Private-sector partnerships and peacebuilding: A non-binding process?

Private-sector partnerships and peacebuilding: A non-binding process?

 

By Lucía Torres Alvarado
Student
Master in Development Interdiscipliary Studies
Universidad de los Andes – Colombia

My research is related to the phenomena of private-sector partnerships that promote development and peacebuilding in the region of Valle del Cauca in Colombia. I consider cross-sectoral partnerships as mechanisms to enhance the co-responsibility of organizations and firms. Specifically, I am interested in understanding criteria and rationalities involved in decision making processes, interactions between stakeholders and their commitment to generate regional transformations that face the challenges raised by transitional justice and peacebuilding.

In the Summer School in Giessen I assisted to the coursework Business Ethics and Human Rights. I wanted to analyze actions promoted by business actors and their ethical criteria. During the course I found many arguments to discuss legal gaps on international and domestic regulation of corporations, as well as some of the institutional legal frameworks that prompts or discourage business actions for protecting human rights. These approaches helped me to understand the high degree of willfulness and discretion (less of compulsory) that exist in
the commitment assumed by firm stakeholders during a peace process.
During my research work, I have perceived that one of the major challenges for business stakeholders is to understand their role in the transitional justice background. Thereby I also took the Comparative Constitutional Law coursework to approach transitional justice challenges in constitutional issues. Considering constitutions as outcomes of political processes I understood the commitment of business actors in transitional justice and I reflected on features of the Colombian Constitution history.
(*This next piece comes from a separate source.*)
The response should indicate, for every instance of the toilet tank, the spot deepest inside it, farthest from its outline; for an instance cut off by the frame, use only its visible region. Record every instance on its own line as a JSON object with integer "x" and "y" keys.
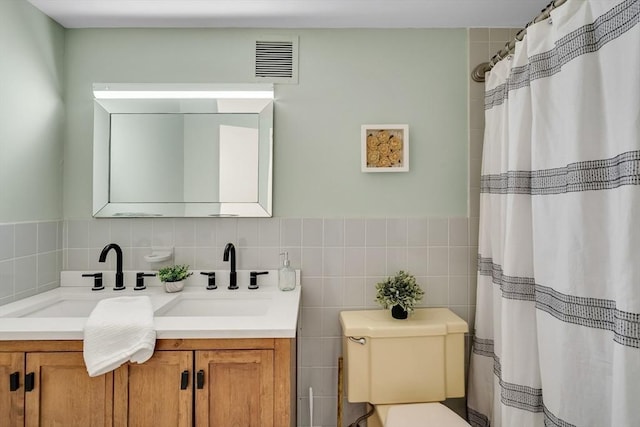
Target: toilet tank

As a foreign visitor I also learnt about the challenges that peacebuilding faces in Colombia. In Berlin I visited some memorial places in which Germany has recognized the complexity and hardness of some facts of its history. This issue is particularly relevant to Colombia, especially to the recognition of victims affected by the internal armed conflict.

Cooperation efforts among entrepreneurial actors would not be only focused on the improvement of social, economic and environmental conditions of local territories but in their role as political actors interested in reparation and guarantees of non-repetition through a recognition process of the armed conflict.
I am absolutely thankful with the CAPAZ Institute for giving me the opportunity to live this wonderful experience which I otherwise would not have had. I learnt a lot about Germany culture, language and history. It helped me to achieve my personal life project, my academic and work aspirations and the intellectual commitment with my country.